NBC News, CBS News failed to note Bush flip-flop on fuel-efficiency standardsApril 28, 2006 6:51 PM EDT ››› SIMON MALOY
In reporting on the various legislative proposals put forth by members of Congress to address rising gasoline prices, both the CBS Evening News and NBC's Nightly News reported that, on April 27, President Bush endorsed a proposal by Senate Republicans to grant the executive branch authority to set fuel-efficiency standards for cars -- a power that currently resides with Congress. CBS and NBC failed to note, however, that this move by Bush represents a significant shift for the White House, which opposed, as recently as February, increasing efficiency standards for passenger cars.
As The Washington Post reported on April 28:
Congress has the authority to approve changes in mileage standards for passenger cars, and the executive branch can set them for light trucks without approval from Congress. But neither Congress nor the administration has shown much interest in raising passenger car standards, which were set in the 1970s and haven't changed since 1985. In March, the Bush administration said it would raise average fuel economy standards by 1.9 miles a gallon for sport-utility vehicles, pickups and vans for models in 2008 through 2011, a long-awaited move that environmentalists said was too modest.
At a BP gas station in Biloxi, Mississippi, on April 27, Bush said: "Congress is debating some other ideas. And one idea is to give me a capacity to raise CAFE [Corporate Average Fuel Economy] standards on automobiles. I encourage them to give me that authority. It's authority that I use for light trucks. And I intend to use it wisely if Congress would give me that authority." Bush was referring to one of the provisions in the Republican-proposed "Gas Price Relief and Rebate Act of 2006," which would give "the Secretary of Transportation the authority to issue a rule governing fuel economy standards for passenger vehicles."
Bush, however, had long opposed raising fuel-efficiency standards for passenger cars. The New York Times reported on February 6:
The difference on Tuesday was Mr. Bush's emphasis on alternative energy sources that he had not made a top focus in the past: better batteries for hybrid and electric cars, hydrogen cars, ethanol from wood and agricultural waste, solar and wind technologies and what he called ''clean, safe nuclear energy.''
The president's tone was so changed, in fact, that some analysts said he sounded like a Democrat. Dan W. Reicher, who served in the Energy Department during the Clinton administration, said Mr. Bush's ideas showed ''an uncanny resemblance'' to some Clinton efforts.
Mr. Bush's main departure from many Democrats and another source of resistance to his energy plan is his opposition to higher fuel-efficiency standards for cars. Mr. Bush has also opposed any effort to impose a higher gasoline tax.
Nevertheless, on the April 27 broadcast of the CBS Evening News, anchor Bob Schieffer made no mention of Bush's apparent turnaround, but instead simply reported: "The president asked Congress today to give him the authority to raise fuel economy standards on all cars.

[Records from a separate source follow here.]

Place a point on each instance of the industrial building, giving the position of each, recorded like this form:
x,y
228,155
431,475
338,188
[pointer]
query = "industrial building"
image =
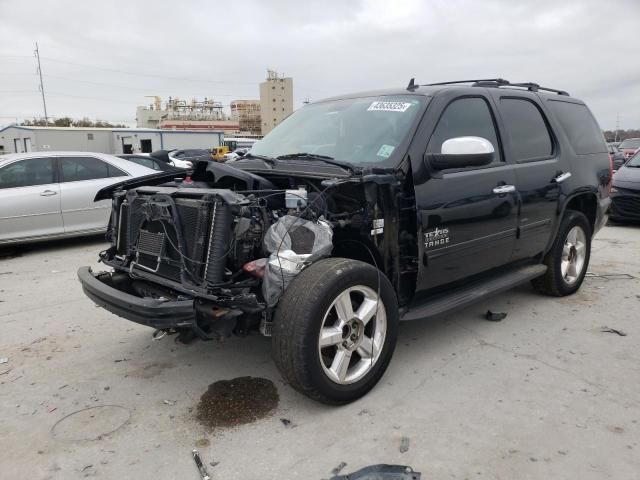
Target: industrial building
x,y
276,100
247,114
19,139
180,114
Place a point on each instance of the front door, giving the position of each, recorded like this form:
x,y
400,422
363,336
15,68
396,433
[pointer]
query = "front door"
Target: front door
x,y
532,148
467,217
29,199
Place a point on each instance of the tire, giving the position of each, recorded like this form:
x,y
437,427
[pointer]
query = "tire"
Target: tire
x,y
315,301
573,245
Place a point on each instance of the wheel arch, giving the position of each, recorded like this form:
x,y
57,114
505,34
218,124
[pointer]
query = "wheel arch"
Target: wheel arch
x,y
585,201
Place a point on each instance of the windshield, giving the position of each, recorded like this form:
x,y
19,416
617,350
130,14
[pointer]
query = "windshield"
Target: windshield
x,y
355,130
630,143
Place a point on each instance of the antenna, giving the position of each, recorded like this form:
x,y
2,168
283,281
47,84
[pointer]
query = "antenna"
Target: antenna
x,y
44,103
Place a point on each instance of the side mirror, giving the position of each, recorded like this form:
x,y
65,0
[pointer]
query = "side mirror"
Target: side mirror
x,y
461,152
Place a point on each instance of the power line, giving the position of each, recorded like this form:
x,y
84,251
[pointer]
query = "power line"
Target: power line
x,y
44,103
141,74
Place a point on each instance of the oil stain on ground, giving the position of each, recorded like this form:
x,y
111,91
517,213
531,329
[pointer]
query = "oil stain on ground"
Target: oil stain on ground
x,y
228,403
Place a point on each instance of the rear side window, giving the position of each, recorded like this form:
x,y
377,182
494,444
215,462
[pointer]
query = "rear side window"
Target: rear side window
x,y
527,129
469,116
582,130
87,168
27,173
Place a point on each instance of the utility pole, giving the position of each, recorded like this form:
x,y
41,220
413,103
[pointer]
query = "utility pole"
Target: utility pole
x,y
44,102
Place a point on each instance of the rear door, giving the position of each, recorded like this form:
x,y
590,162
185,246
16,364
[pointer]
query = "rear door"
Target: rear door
x,y
29,199
467,216
539,167
81,178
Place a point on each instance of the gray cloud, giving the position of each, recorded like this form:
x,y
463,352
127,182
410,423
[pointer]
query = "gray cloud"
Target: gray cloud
x,y
222,50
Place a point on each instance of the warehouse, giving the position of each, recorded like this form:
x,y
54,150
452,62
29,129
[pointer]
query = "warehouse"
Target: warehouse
x,y
18,139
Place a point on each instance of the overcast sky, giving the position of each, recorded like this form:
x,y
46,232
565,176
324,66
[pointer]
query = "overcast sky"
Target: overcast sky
x,y
100,59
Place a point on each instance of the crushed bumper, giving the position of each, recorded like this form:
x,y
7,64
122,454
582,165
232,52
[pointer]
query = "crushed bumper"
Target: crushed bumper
x,y
155,313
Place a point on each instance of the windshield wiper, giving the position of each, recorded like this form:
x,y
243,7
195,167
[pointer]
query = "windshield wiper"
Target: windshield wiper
x,y
270,160
324,158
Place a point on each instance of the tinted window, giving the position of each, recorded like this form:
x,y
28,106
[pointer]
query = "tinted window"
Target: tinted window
x,y
462,118
25,173
87,168
630,143
582,130
526,128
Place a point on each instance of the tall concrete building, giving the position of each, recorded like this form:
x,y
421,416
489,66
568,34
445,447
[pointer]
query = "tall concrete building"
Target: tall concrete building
x,y
276,100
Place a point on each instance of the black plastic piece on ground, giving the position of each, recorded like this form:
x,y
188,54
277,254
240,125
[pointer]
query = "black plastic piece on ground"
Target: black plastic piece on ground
x,y
381,472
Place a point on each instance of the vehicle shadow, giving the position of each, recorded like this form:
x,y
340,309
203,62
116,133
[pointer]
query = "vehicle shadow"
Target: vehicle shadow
x,y
51,246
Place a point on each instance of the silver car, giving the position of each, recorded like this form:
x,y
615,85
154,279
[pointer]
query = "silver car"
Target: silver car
x,y
50,194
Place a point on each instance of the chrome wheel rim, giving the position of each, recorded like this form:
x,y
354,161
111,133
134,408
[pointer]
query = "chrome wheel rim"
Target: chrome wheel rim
x,y
352,335
574,254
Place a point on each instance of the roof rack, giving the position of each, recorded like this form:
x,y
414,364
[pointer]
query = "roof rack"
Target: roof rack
x,y
491,82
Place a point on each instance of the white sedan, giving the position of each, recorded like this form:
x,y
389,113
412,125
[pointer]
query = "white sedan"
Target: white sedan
x,y
50,194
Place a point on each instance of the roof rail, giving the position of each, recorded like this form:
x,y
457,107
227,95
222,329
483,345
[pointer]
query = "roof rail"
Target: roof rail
x,y
492,82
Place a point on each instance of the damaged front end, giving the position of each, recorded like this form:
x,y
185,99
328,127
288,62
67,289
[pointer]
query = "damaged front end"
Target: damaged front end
x,y
208,260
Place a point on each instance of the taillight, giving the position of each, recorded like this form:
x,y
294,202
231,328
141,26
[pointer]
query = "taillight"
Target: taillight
x,y
256,267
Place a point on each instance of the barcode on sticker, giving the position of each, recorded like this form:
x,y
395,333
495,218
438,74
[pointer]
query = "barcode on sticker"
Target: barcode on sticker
x,y
389,107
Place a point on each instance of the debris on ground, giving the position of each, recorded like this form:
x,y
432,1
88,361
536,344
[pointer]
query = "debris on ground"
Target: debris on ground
x,y
388,472
606,329
203,443
228,403
404,444
337,469
201,468
495,316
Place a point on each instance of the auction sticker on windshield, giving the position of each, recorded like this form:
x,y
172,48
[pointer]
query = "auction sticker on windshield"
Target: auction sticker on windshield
x,y
389,107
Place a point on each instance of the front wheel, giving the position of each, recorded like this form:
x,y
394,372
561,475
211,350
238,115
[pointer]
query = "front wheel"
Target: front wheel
x,y
568,258
335,330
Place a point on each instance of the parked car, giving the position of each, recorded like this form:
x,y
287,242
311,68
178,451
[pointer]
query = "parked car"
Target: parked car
x,y
186,158
148,161
617,157
629,147
357,212
50,194
625,192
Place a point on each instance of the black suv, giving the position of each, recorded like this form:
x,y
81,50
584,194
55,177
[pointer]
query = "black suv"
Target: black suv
x,y
358,212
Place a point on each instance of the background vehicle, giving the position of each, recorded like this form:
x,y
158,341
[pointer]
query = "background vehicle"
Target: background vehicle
x,y
147,161
50,194
218,153
629,147
617,157
185,158
359,211
625,192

He made the announcement while visiting a Mississippi gas station."
Similarly, Nightly News anchor Brian Williams reported on April 27:
WILLIAMS: President Bush mentioned those high gas prices, and after our interview, as if to underscore that point, he left our location and made an unscheduled stop at a gas station in Biloxi during his travels there today. He pointed out that high gas prices are the equivalent of a tax increase on working people in this country, and he asked Congress for more authority to require automakers to raise fuel efficiency standards.
By contrast, on the April 27 broadcast of ABC's World News Tonight, ABC News chief Washington correspondent George Stephanopoulos reported that Bush's request for authority over passenger-car fuel standards represented "a pretty significant shift by the president":
ELIZABETH VARGAS (anchor): We turn now to ABC's chief Washington correspondent George Stephanopoulos, and George, we had a bold move by the president a short time ago. He wants the ability to change the miles per gallon standards -- the so-called CAFE standards -- on his own, something he currently does not have the authority to do.
STEPHANOPOULOS: That's exactly right, Elizabeth. This is a pretty significant shift by the president. The administration opposed this kind of move as recently as when the Energy Bill was passed last August. It's something that Democrats and some moderate Republicans on Capitol Hill have been calling for, for a long time. They want to raise the current standard from the current 27 and a half miles per gallon up to about 36 or 40 miles per gallon. The president is now saying he wants the authority to do this on his own, the question will be: How high does he want to raise them? Will he go up to 36 or 40, or does he want something less? But this is a significant shift.